Running 5 tests for src/test/Benchmark.t.sol:MultiRaffleBenchmark
[PASS] testShuffleOneThousand() (gas: 231041478)
[PASS] testShuffleTen() (gas: 228839717)
[PASS] testShuffleHundred() (gas: 229039899)
[PASS] testShuffleTwenty() (gas: 228861935)
[PASS] testShuffleTenThousand() (gas: 251057487)

when i do the calculation of 10 shuffles vs 10,000 shuffles based on the approximate gas costs:

// total = gas for shuffle * current gwie cost
// gas low - 111 gwie -> 0.00000011 eth
// gas medium - 120 gwie -> 0.00000012 eth
// gas high - 140 gwie ->  0.00000014 eth

// shuffle 10 times
> 231041478 * 0.00000011
=> 25.414562580000002 eth
> 231041478 * 0.00000012
=> 27.724977359999997 eth
> 231041478 * 0.00000014
=> 32.3458069 eth

// shuffle 10000 times
> 251057487 * 0.00000011
=> 27.616323570000002 eth
> 251057487 * 0.00000012
=> 30.126898439999998 eth
> 251057487 * 0.00000014
=> 35.14804818 eth

I have a few questions around the shuffle according to these example calculations, assuming they are correct:

1) the costs are high, shuffling 10000 times though is only approximately 2-3 ether more than shuffling 10 times - why is this cost so close considering shuffle count in total is drastically different?
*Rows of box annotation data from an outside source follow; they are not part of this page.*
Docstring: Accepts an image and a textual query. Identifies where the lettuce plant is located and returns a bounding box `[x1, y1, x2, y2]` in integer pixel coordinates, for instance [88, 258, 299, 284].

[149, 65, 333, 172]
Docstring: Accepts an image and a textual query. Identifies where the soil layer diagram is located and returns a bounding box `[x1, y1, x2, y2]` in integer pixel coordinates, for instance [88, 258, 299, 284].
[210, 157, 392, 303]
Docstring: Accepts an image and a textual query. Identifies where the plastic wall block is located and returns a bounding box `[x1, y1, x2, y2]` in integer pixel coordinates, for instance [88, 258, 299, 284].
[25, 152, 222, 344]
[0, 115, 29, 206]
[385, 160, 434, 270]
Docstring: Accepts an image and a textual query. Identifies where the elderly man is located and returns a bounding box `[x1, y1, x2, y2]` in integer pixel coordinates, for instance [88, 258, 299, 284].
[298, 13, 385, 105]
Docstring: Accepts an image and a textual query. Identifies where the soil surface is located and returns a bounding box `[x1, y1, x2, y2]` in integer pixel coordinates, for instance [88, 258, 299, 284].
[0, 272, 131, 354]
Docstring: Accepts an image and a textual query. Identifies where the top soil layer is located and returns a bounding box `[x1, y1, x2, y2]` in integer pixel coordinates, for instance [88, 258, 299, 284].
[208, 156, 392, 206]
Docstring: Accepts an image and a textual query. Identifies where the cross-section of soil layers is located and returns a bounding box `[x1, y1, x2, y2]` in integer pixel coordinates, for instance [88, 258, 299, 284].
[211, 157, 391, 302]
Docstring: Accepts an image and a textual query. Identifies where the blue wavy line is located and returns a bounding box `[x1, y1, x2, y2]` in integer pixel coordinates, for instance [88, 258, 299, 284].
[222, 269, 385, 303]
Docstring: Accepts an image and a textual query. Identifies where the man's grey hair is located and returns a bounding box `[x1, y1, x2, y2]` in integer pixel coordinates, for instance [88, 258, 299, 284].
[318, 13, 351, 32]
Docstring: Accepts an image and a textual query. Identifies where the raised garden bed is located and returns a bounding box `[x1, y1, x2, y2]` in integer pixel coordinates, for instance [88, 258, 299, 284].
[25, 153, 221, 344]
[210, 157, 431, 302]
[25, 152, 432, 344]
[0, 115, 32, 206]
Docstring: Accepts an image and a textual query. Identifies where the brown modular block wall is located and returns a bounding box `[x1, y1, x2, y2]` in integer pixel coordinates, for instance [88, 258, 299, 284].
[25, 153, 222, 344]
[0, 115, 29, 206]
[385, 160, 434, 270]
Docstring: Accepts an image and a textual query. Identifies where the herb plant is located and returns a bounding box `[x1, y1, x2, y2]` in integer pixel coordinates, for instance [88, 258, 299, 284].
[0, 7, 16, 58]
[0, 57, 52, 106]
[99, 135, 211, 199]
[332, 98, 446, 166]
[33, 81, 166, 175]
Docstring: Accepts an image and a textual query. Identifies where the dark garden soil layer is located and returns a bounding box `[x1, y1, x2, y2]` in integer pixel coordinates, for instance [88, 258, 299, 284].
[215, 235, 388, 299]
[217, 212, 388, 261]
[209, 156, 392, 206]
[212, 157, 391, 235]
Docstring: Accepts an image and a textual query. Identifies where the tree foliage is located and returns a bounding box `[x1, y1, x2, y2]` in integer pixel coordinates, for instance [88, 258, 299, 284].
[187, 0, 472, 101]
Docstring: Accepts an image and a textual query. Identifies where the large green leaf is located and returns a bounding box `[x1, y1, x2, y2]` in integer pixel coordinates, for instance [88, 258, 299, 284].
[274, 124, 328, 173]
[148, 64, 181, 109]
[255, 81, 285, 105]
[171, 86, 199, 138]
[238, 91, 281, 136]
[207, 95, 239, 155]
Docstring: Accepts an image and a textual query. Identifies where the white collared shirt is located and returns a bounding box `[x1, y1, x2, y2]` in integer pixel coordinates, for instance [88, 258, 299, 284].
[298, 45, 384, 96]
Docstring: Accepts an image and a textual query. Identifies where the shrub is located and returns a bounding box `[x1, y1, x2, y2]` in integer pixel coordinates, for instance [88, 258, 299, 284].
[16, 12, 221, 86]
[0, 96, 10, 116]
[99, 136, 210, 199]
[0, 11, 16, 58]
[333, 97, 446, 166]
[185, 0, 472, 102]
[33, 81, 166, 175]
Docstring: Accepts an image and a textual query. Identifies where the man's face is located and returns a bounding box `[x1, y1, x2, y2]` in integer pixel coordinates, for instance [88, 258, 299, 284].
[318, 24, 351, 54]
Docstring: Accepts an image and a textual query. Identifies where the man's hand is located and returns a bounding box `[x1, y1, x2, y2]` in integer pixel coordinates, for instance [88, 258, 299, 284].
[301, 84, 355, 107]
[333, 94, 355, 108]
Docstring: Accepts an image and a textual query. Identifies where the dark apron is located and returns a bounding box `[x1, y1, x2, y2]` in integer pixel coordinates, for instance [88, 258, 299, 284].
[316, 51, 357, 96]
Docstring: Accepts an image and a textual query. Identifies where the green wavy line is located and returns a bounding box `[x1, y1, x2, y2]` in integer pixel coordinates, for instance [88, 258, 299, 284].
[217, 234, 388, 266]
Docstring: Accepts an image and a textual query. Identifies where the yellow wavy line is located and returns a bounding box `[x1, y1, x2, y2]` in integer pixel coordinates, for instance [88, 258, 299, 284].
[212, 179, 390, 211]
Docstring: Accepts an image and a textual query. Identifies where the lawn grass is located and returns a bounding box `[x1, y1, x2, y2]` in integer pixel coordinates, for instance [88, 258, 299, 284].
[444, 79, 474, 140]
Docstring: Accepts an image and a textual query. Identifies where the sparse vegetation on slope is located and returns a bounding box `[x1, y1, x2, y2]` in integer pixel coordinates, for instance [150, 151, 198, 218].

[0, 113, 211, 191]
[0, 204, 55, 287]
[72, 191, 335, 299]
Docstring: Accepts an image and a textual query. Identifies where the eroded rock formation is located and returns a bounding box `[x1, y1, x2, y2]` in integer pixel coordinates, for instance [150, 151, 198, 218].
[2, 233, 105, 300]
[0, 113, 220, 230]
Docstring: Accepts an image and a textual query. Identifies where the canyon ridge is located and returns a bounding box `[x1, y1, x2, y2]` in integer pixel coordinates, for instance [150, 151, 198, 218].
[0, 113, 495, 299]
2) I understand the paradigm blog post and this repo come with no guarantees that this style of contract could be run on L1, I assume its mainly because of the shuffle costs - is there a way that anyone can think of to provably run the shuffle offchain and only write the final state of the shuffle back on chain?

I was thinking a merkle proof potentially but im unsure of the exact correct steps to prove-ably run the shuffle off chain so I was hoping someone might be able to provide guidance on what that might look like if you can go that route.

3) if the shuffling cannot be done offchain in a provable and appropriate fashion - is there a randomish enough shuffle implementation that would be more cost efficient or not so heavy -- that could be implemented in the place of the Fisher-Yates shuffle?

one piece im looking at is this requirement:

// Ensure raffle requires clearing (entries !< supply)
require(raffleEntries.length > AVAILABLE_SUPPLY, "Raffle does not need clearing");
// Ensure raffle requires clearing (already cleared)
require(shuffledCount != AVAILABLE_SUPPLY, "Raffle has already been cleared");

if AVAILABLE_SUPPLY = 10000:
if raffleEntries.length == 9999 then no shuffling is required
if raffleEntries.length == 10001 then 10000 shuffles are required
if raffleEntries.length == 10500 then 10000 shuffles are required
etc

this boundary of all or nothing seems like it could be reduced if you wanted to ratchet down the intensity of making an exact shuffle - potentially an adjusting threshold in which fluctuates iterations based on AVAILABLE_SUPPLY + AVAILABLE_SUPPLY > raffleEntries.length > AVAILABLE_SUPPLY if that makes sense.. the Fisher-Yates shuffle seems like it requires the entire supply to be shuffled in order to truly create randomness, wondering if there is an in between alternative shuffle that would still be somewhat respectable level of randomness.. thoughts?